The campground owner, who wants to retire, has the right to sell the land, and in the current housing climate, it makes good business sense to get top dollar. Nevertheless, the effects are life-altering for the residents, some of whom have low incomes or are disabled.


The owner of the Thetis site has offered $10,000 in compensation for each home, although some residents think they should get the assessed value.


Langford has a land-use bylaw that requires owners whose homes can’t be moved to be compensated with the assessed value of their homes. But in View Royal, where the campground is situated, no such rule exists.


The campground owner is being required to pay the cost of removing the homes, said Mayor David Screech.


For those who can’t move their homes, the compensation will not be enough to start over again.


As resident Don Dobbie says: “My nest egg is gone. I will go from being a mortgage-free homeowner to a renter in a hard market, with a cat and dog.” He was offered $89,000 for his home last year, but now won’t get even the assessed value of $17,000, when he leaves the place he has extensively renovated.


Groups that represent owners of these homes prefer to call them manufactured homes because most these days are not really “mobile.” They definitely don’t like the terms “trailer” or “trailer park,” even though the latter is part of the Thetis Lake facility’s name.
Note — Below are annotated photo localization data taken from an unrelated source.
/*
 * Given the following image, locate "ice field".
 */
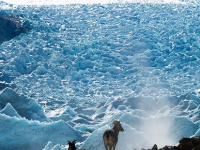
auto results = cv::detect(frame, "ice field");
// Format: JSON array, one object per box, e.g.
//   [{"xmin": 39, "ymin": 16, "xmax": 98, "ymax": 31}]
[{"xmin": 1, "ymin": 0, "xmax": 200, "ymax": 149}]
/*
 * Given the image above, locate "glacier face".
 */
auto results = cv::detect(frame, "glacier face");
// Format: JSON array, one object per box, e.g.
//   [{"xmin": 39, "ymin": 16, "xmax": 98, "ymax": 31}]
[
  {"xmin": 2, "ymin": 3, "xmax": 200, "ymax": 114},
  {"xmin": 1, "ymin": 1, "xmax": 200, "ymax": 149}
]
They say they live in “manufactured-home communities,” and their communities are important to them beyond just a place to put a house.


The Active Manufactured Home Owners Association has been trying to convince the province to give homeowners some kind of protection when developers come knocking. So far, it has had no success.


It says B.C. law requires only that homeowners be paid one year’s site rental if they are forced to move.


The province has about 1,000 manufactured-home communities, according to the Manufactured Home Owners Alliance of B.C., and it expects most of them will continue to operate. But in places like Victoria, where demand for land is high, residents must be looking over their shoulders.


While it is hard to argue with the economics of turning the land into higher-density, higher-priced developments, those developments make the shortage of affordable housing even worse.